Fortunately, too fast didn't translate to too much, too soon.
"The NFL is inevitable," Whitfield said. "Imagine you're looking at a long dirt road and it's a mile long. Hundreds of yards in front of you is grizzly bear. The mile down the road is another grizzly bear. The first one is next season, the second one is the NFL.
"You can be aware of the second one, but it doesn't matter if you can't get past this first one. He could play, start, star at any school right now. … Anybody around his world should be excited, [but] his focus has to be on the first bear."
Along for the ride are reputations, several of them.
Allen's success is a win for the Mountain West.
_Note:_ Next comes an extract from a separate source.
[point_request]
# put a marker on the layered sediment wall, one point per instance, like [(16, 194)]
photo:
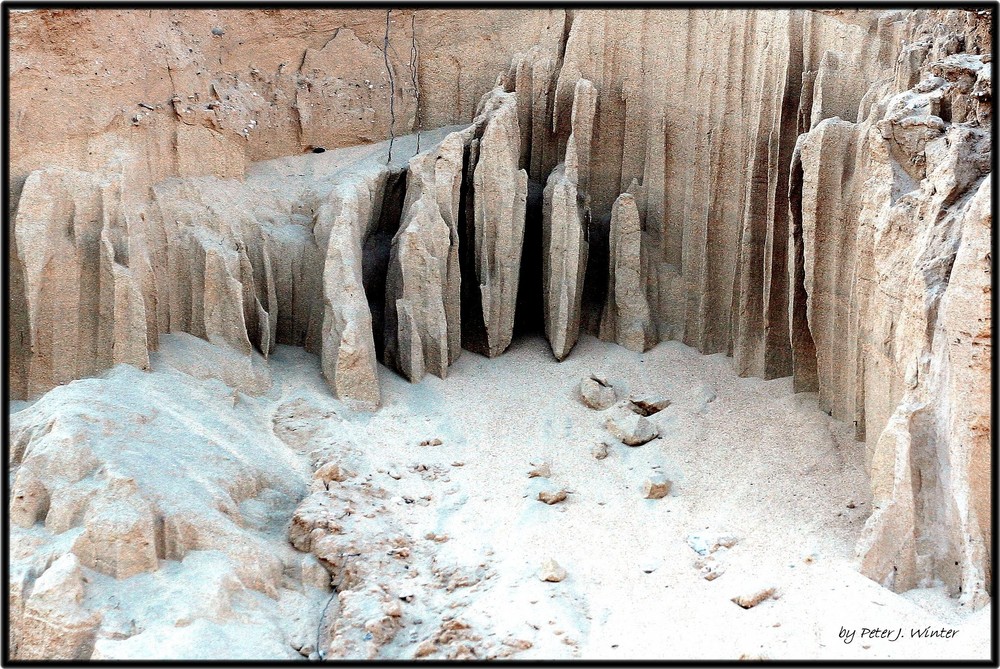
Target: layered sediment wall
[(807, 191)]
The Group of Five conferences' separation from the big boys in the Power Five grows wider by the day.
Allen is homegrown coming from the West. Wyoming's had one quarterback taken in the last 50 years of the draft, none in the last 13 years and never in the first round.
It's another achievement Bohl, whose late-career success is astounding. Since being run out of Nebraska as defensive coordinator in 2002, he won three FCS national championships and is about to develop his second top quarterback.
That's less of an achievement than getting to Allen's in-home visit in the first place. Coming from across the country, Bohl's plane had to make an emergency landing in Wichita, Kansas, a couple of years ago.
"It was a glitch," the coach said. "They felt like they had an issue with pressurization with the cabin. It was one of the more enjoyable home visits that I had."
When Bohl left North Dakota State in 2013, Vigen made the decision to go with him. Instead of chasing FCS championships in Fargo, North Dakota, Vigen finds himself talking to NFL general managers.
Former 49ers GM Trent Baalke dropped by Laramie one day in the preseason. San Francisco was playing three hours away in Denver.
"Josh wasn't on anybody's radar, and he said, 'Who in the heck is that guy?'" Bohl recalled.
After that visit, the earliest word on Allen may have leaked out.
This summer, Allen will work the respected Manning Passing Academy. There's a chance he might work with noted NFL quarterback trainer Jordan Palmer. Whitfield has already warned him about grizzly bears.
All of it is a refreshing reminder there are still 20-year-olds who don't shave out there under the radar worth having.
"You have to want to go to Firebaugh," Vigen said of the recruiting process.
It's even harder to get out of there.